四半刻ほどで、溶鉱炉内の砂鉄が溶け、赤色に発光し始めた。
さらに四半刻。
「はい」
小丹が声を発すると、風起こし待機組が、溶鉱炉の左右の棒を持って、左奥の岩盤部屋に運んで、展開した。
溶けた鉄は、穴と溝に流れて、急激に冷やされる。
「これが、固まったものが銑となります」
津が、以前に作っておいた銑鉄の欠片を皇子に持っていって見せた。
「これを、その鍛冶場で鍛えます」
岩盤の奥が、鍛冶場となっている。
小丹が鉄鋏で銑鉄を掴み、それに溶鉱炉で火を入れる。
風起こしをしていた男たちが鉄の大鎚を手に待ち、鍛冶場に入る。
火を入れ、鍛える。
また、火を入れ、鍛える、の繰り返しである。
「キンキン、キンキン」
洞穴の中に金属音が響く。
洞窟の内部がそれほど暑くならないのは、洞窟が地下に繋がっていて、そこから僅かな風が送られて来ているからだと、津は皇子に説明した。
それから半刻。
鉄は出来上がった。
長方形の少し湾曲した平たい形だった。
「これは鍬の刃でございます。
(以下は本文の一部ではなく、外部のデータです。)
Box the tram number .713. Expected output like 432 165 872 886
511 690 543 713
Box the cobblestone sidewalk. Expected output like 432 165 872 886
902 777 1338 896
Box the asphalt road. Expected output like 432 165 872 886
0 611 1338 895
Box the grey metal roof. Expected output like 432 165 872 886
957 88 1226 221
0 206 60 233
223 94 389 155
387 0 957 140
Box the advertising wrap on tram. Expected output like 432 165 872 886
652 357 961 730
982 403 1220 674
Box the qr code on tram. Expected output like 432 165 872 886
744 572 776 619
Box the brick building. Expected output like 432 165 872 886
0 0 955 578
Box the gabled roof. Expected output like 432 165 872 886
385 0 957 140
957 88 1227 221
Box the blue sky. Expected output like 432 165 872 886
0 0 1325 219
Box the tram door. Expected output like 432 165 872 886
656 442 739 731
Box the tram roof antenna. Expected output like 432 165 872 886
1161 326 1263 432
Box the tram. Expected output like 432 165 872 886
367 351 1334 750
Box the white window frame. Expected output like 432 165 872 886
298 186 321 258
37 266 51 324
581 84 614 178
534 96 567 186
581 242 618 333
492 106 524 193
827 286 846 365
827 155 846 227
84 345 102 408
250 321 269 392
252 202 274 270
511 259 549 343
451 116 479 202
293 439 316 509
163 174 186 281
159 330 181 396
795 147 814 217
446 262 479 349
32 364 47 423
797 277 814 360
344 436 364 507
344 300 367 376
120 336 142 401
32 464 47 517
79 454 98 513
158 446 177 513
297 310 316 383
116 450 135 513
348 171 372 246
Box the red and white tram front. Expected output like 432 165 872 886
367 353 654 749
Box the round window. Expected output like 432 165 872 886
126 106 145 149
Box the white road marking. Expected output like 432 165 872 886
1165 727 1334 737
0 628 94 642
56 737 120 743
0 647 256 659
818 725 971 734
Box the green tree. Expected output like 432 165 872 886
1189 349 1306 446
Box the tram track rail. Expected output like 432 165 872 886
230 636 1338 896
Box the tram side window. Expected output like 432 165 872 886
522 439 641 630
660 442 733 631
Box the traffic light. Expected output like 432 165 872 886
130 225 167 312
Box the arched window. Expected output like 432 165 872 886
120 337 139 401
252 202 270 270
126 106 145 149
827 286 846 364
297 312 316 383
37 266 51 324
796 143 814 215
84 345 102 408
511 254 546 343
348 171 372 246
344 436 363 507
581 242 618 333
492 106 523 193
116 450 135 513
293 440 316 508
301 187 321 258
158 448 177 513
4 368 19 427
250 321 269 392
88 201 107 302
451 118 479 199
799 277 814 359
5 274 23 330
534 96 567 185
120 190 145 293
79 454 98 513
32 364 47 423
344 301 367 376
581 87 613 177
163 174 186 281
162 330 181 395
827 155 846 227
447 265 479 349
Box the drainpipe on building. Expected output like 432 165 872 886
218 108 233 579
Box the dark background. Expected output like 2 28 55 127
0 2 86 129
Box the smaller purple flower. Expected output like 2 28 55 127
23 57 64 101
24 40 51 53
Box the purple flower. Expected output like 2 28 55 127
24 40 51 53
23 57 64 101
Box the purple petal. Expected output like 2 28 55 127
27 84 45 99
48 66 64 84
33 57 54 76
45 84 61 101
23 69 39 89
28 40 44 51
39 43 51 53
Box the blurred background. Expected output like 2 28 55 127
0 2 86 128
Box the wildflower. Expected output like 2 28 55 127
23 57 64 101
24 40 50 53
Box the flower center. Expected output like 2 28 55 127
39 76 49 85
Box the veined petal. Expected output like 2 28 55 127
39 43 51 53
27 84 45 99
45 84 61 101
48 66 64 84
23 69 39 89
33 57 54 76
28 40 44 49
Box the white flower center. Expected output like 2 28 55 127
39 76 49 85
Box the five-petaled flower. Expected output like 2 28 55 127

小丹は、刀も鍛えることができます。いまは、主に農具しか造りません。この霊場ができた初めは、我ら使う刀や槍先などを造ってみました。いまも時には、桑などを刈る屶。木を伐る大鉈を造ることもあります」
津は続ける。
「鉄の鍬があったから、大和の都には稲田が出来、灌漑水路が出来たのでございます。砂潟にて灌漑を行うには、相当の人手と時を要します。我らは、まず、黒山の麓に稲田を開墾する計画でございます。稲田は傾斜がある地から始めるのが基本です。上から下へ。そうすれば、水は上の稲田から、下の稲田へ流れますゆえ。大和にても、そうして稲田が始まりました。この地にても同じことです。そのための鉄でございます。我らがこの地に来たのは、そのためにございます」
月山山頂のすぐ下に、鍛冶小屋跡という場所が遺っている。
これも、かつては秦の民の霊場の一つであったのだろう。
そして、この小丹の流れを汲む者らが、月山の刀工となり、後に名刀「月山」を産んだのかも知れない。
それはさておき、この黒山の沢奥の洞穴が、第一の霊場であった。
秦黒山、羽黒山信仰は、まさにここから始まったのである。